La crise de le dette de l’Amérique latine est toujours présente, elle représente plus de 600 milliards de dollars. Or, si l’on veut soutenir les pauvres et les classes laborieuses par un soutien international, il faut d’abord réduire la dette, en l’assortissant de conditions visant à réduire la pauvreté des pays endettés. Il s’agit aussi de soutenir les actions d’insertion sociale, de préserver l’environnement naturel et de consolider les forces démocratiques. La philosophie de l’assistance doit changer. Les communautés pauvres doivent être perçues comme les principaux agents du développement. Dans ces conditions, il est nécessaire de modifier l’assistance américaine à l’Amérique latine. D’abord, il faut séparer les actions de court terme, fondées sur l’urgence, de celles qui transforment la société en favorisant son développement économique. Ensuite, il est opportun de se servir du relais des organisations non gouvernementales pour améliorer l’efficacité de l’assistance. Enfin, il s’agit de promouvoir une redistribution réelle des revenus en faveur de la société de base, afin de favoriser le développement réel de la démocratie.

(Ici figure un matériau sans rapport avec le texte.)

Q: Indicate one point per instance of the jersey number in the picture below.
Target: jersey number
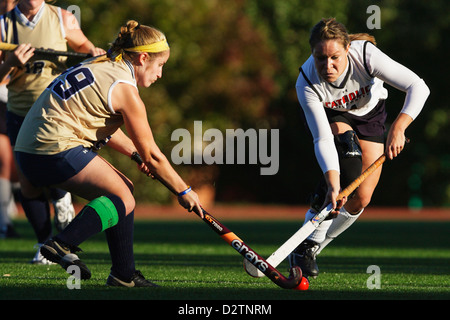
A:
(75, 81)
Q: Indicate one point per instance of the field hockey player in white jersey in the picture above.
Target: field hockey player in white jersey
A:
(340, 90)
(82, 109)
(35, 24)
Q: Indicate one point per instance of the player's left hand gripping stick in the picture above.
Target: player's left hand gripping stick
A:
(295, 274)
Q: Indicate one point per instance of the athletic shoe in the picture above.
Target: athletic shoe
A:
(137, 280)
(304, 256)
(64, 212)
(8, 232)
(39, 258)
(65, 257)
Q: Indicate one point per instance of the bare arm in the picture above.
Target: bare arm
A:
(17, 58)
(126, 100)
(75, 36)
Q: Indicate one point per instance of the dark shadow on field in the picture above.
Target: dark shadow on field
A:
(402, 235)
(420, 235)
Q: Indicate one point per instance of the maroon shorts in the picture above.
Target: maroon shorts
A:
(2, 118)
(368, 127)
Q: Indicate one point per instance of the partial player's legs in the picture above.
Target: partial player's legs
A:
(348, 146)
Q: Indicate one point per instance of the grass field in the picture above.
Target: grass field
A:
(190, 262)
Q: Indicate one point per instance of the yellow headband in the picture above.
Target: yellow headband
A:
(155, 47)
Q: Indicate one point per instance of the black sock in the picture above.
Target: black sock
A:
(120, 243)
(37, 212)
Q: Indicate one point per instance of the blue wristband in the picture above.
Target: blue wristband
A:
(182, 193)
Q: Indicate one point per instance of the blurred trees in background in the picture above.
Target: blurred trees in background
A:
(234, 64)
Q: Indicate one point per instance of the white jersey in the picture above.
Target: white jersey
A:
(357, 91)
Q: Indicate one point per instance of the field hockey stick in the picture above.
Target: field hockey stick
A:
(11, 47)
(295, 274)
(282, 252)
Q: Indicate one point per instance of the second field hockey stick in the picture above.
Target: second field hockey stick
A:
(11, 47)
(254, 259)
(282, 252)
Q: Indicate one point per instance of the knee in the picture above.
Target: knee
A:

Francis Adams présente une analyse intéressante de l’histoire, des fondements et des objectifs de l’assistance économique des États-Unis à l’Amérique latine. Écrit dans un langage clair, même s’il omet de signaler les critiques des économistes radicaux ou marxistes, son ouvrage présente de manière objective le contenu réel de l’aide américaine. Il met en évidence cette contradiction entre une opinion publique persuadée de l’importance humanitaire mais aussi politique de l’aide, et la réalité de son financement, finalement peu élevé et donc peu rentable, si on la situe dans l’ordre des actions opportunistes de court et long termes.